KAI RYSSDAL: There’s still no official winner in the Mexican presidential election. There have been several partial recounts, though. All of which have come down in favor of Felipe Calderon. Supporters of leftist candidate Andres Manuel Lopez Obrador have blockaded the Congress building in Mexico City. Today police with tear gas broke up those protests. But Franc Contreras reports that’s not all they’re driving away.
FRANC CONTRERAS: Today supporters of Andres Manuel Lopez Obrador called the police action repressive, and said the violence forces them to step up their street demonstrations.
For more than two weeks they’ve paralyzed the capitol’s financial district. That’s cost luxury hotels and restaurants more than $20 million a day. The protestors also took control of toll stations on highways leading into Mexico’s three biggest cities. They let motorists enter the cities for free. The move cost the government not much money. But it was a sign that the protestors are able to control key transportation routes, if they decide to.

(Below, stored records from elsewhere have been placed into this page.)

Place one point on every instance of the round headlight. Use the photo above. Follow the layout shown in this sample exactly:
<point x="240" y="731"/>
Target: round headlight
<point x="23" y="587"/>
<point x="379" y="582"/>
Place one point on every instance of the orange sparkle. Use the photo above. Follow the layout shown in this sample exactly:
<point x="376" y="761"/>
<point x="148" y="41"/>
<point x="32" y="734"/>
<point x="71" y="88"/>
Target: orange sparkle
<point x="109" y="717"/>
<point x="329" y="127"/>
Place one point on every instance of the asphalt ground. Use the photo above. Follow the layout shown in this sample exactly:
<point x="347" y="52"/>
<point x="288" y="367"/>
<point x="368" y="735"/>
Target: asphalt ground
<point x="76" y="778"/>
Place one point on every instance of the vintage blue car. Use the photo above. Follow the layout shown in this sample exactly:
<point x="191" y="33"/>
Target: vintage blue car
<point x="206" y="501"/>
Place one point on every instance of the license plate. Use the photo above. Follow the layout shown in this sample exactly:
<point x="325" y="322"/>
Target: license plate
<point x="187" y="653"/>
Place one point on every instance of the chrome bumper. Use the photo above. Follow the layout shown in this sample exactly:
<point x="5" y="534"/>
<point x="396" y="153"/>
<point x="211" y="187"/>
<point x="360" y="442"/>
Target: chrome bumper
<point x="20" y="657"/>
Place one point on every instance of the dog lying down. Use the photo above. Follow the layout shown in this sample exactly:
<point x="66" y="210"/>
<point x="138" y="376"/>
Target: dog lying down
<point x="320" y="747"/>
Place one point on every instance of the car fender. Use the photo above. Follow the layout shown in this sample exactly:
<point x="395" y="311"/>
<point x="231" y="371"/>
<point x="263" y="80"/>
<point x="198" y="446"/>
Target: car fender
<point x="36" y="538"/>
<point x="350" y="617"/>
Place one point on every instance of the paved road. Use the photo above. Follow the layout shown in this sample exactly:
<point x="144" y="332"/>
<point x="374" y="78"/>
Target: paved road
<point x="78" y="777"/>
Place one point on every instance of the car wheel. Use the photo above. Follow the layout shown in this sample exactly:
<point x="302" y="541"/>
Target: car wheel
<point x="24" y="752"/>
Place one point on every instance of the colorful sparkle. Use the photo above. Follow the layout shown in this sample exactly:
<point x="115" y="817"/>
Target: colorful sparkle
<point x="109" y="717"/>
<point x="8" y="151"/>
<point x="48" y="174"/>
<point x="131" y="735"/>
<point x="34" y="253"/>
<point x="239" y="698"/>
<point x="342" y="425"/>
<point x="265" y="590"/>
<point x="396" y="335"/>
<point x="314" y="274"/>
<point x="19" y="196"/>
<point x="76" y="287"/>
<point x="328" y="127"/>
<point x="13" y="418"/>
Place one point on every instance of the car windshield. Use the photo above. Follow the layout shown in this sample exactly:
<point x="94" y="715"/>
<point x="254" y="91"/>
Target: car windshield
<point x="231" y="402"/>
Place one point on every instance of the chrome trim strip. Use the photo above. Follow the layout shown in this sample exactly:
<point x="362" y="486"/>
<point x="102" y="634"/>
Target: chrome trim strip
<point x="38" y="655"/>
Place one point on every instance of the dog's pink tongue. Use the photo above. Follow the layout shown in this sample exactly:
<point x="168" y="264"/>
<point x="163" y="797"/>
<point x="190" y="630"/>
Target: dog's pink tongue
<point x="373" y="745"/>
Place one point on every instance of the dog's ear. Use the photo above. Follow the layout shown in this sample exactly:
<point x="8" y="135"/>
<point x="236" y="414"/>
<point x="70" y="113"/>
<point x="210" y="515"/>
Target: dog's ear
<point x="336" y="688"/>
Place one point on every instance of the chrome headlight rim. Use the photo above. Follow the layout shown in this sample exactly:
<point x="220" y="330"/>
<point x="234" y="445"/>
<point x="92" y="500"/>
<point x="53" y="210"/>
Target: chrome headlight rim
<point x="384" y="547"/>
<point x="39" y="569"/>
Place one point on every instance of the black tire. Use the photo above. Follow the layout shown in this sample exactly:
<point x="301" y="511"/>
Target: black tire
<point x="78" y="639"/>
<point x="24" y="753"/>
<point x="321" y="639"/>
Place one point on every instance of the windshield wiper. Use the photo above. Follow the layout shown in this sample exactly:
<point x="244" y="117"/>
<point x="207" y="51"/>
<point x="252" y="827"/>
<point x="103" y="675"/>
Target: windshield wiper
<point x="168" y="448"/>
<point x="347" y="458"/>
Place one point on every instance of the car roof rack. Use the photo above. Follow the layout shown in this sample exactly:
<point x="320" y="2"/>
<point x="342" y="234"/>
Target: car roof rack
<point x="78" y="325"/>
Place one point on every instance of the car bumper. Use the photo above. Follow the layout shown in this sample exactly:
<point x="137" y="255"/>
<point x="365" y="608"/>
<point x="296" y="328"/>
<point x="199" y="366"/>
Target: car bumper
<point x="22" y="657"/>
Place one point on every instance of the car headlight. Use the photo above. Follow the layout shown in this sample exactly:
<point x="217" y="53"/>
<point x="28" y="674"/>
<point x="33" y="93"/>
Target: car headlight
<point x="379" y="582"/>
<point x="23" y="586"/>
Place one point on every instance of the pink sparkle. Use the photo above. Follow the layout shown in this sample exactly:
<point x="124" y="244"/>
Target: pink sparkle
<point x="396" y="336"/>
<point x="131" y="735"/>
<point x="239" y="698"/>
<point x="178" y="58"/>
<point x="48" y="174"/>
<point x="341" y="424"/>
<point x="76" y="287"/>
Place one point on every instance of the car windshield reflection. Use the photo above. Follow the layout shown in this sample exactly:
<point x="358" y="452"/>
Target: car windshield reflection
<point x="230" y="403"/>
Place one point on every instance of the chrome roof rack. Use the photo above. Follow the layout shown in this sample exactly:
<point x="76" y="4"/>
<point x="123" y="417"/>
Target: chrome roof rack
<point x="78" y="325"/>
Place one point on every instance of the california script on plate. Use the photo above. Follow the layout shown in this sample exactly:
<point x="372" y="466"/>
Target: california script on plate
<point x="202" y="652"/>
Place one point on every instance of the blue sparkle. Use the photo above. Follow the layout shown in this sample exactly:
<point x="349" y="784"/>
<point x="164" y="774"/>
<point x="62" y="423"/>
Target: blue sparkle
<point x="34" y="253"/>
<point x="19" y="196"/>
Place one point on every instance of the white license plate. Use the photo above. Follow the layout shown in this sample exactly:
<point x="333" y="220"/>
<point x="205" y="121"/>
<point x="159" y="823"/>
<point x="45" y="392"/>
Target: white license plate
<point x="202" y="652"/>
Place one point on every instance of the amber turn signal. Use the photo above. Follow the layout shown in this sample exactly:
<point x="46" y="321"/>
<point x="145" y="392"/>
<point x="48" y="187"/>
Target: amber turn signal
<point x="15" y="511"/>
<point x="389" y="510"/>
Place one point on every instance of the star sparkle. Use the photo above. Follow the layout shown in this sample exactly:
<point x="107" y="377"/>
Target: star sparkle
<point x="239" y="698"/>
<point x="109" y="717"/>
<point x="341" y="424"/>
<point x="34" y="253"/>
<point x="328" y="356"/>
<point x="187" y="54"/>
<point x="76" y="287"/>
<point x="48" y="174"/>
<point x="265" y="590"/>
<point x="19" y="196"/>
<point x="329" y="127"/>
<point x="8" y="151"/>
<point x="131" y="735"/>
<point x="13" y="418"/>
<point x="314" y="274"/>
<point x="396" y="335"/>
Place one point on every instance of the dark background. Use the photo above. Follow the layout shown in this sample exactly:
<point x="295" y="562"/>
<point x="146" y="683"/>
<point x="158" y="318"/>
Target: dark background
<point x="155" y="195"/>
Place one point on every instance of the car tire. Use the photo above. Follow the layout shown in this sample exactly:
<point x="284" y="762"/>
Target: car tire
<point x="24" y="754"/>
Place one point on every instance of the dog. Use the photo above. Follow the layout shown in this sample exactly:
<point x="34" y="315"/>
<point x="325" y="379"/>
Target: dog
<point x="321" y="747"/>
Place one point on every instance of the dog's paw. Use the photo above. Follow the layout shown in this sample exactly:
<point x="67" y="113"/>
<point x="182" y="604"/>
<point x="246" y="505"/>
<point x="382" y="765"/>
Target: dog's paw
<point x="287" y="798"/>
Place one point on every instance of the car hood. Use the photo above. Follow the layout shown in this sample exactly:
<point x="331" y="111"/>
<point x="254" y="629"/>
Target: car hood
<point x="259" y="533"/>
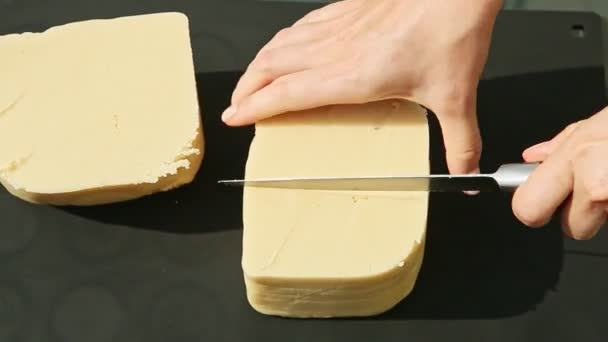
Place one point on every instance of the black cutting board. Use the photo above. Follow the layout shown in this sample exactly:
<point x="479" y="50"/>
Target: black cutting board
<point x="167" y="267"/>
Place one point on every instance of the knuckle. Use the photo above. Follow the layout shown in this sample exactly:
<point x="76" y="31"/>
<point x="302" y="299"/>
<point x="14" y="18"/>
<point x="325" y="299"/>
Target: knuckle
<point x="282" y="89"/>
<point x="580" y="234"/>
<point x="464" y="155"/>
<point x="527" y="214"/>
<point x="598" y="190"/>
<point x="264" y="61"/>
<point x="283" y="33"/>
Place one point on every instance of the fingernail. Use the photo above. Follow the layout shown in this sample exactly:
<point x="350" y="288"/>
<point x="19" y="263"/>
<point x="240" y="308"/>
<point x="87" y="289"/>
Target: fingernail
<point x="228" y="113"/>
<point x="540" y="147"/>
<point x="474" y="192"/>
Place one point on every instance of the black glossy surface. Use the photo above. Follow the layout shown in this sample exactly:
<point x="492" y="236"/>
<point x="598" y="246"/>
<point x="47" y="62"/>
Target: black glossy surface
<point x="167" y="267"/>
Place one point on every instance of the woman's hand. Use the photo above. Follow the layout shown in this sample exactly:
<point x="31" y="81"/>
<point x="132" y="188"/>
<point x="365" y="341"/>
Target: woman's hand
<point x="354" y="51"/>
<point x="573" y="177"/>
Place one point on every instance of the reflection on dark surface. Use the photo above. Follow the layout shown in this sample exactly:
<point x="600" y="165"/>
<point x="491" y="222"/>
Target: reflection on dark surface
<point x="480" y="262"/>
<point x="202" y="205"/>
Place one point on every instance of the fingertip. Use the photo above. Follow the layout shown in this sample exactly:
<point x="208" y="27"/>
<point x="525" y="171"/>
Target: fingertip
<point x="476" y="171"/>
<point x="536" y="153"/>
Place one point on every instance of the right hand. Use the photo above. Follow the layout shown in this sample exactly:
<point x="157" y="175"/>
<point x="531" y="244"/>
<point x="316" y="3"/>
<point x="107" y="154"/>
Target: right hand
<point x="354" y="51"/>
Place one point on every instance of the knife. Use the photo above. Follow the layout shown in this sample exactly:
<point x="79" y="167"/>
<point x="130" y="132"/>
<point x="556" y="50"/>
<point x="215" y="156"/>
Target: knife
<point x="506" y="178"/>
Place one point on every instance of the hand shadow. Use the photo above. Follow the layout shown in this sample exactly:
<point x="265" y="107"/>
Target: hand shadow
<point x="203" y="205"/>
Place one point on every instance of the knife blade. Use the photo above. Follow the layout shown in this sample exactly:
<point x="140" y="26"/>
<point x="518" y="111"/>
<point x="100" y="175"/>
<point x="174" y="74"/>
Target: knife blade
<point x="506" y="178"/>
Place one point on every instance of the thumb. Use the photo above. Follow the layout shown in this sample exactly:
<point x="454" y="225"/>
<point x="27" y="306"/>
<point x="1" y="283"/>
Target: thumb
<point x="541" y="151"/>
<point x="462" y="140"/>
<point x="302" y="90"/>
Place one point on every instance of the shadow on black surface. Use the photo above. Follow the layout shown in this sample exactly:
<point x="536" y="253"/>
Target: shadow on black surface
<point x="203" y="205"/>
<point x="480" y="262"/>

The conservative candidate, Felipe Calderon, today tried to discredit the protests, saying they’re harming Mexico’s economy.
[Audio of Calderon.]
Calderon says the tourism industry is most affected. He blamed city government officials for not taking action. And he applauded the federal riot police for ousting the protestors from the Congress.
The street blockades are also affecting foreign corporations and banks. But they’re keeping quiet about the economic hit they’re taking.
As the crisis continues, the federal government has released its plans for early repayment of foreign loans. That’s helped calm investors’ fears for now.
Still, the sit-ins are expected to drag on at least through September, when the electoral judges decide what to do.
In Mexico City, I’m Franc Contreras for Marketplace.